Indeed, the only acting challenge in Gibson’s long-awaited comeback (aside from visibly straining to turn down the volume) is adopting the accent of the movie’s protagonist, veteran Boston cop Thomas Craven.

And while he’ll never be mistaken for Mark Wahlberg, Gibson does nail down reasonably well one of those “pahk da cah ba da cahb” speed-Bostonian accents favoured by Hollywood dialect coaches.

We’re introduced to doting dad Craven as he meets his daughter Emma (Bojana Novakovic) at the train station (in between reverie flashbacks to her as a little girl). Their reunion is strained, and she’s clearly unwell, coughing up blood. As he finally decides to take her to the hospital, she is gunned down in front of his house.

The cops and media all assume she is an accidental target, and that the bullet was meant for him. But disturbing bits that don’t add up soon have Craven poking his nose where it isn’t wanted.

It all centres around the nuclear facility where Emma worked, a plant run by an arrogant, government-connected businessman named Jack Bennett (the magnetic Danny Huston, one of two scene-stealers in the movie along with Ray Winstone).

Dogging Craven’s every move is a mysterious covert-ops type named Jedburgh (Winstone, moving phantom-like in and out of scenes with surprising grace for someone of his physical stature).

Without getting into the details of the conspiracy, suffice to say that it has been neatly rewritten from a Cold War context into a War on Terror one, and it still makes straight-from-the-headline sense.

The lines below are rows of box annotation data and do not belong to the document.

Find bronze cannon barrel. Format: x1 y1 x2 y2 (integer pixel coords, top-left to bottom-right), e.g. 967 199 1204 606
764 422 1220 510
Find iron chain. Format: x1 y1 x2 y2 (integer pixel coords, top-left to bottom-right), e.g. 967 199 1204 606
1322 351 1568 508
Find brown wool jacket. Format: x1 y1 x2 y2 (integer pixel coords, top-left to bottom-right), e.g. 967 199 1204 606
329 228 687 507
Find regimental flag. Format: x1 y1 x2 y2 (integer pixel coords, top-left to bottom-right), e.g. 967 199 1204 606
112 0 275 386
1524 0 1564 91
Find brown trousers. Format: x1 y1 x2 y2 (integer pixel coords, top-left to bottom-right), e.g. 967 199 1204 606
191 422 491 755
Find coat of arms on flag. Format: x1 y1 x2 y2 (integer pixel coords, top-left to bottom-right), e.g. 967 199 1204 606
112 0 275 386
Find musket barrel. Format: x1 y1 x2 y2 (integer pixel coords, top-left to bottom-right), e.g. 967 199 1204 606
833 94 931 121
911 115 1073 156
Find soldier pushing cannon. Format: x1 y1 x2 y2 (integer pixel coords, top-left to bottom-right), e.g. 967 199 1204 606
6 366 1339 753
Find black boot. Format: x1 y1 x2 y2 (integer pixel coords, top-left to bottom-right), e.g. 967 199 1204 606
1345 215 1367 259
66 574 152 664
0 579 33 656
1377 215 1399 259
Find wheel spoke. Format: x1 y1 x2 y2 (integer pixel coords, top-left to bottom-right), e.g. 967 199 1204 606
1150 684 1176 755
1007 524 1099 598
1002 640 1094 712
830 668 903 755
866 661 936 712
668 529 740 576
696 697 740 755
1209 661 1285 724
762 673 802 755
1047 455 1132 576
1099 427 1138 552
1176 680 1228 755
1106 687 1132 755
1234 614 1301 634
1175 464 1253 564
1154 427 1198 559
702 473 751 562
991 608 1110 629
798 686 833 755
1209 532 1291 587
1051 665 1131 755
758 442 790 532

For his part, director Campbell (Casino Royale) shows a subtle touch, both with the action elements of the movie and with his star. Made to simmer rather than boil, Gibson seems constantly on the verge of going postal, but never quite. It’s a balancing act that pays off dramatically.

As for the violence, it often seems as if there’s more than there is, courtesy of the way Campbell unleashes the scenes without warning.

If it sometimes seems as if we’ve seen this particular Mel Gibson movie before, well, we haven’t seen it for a long time. And it has aged reasonably well.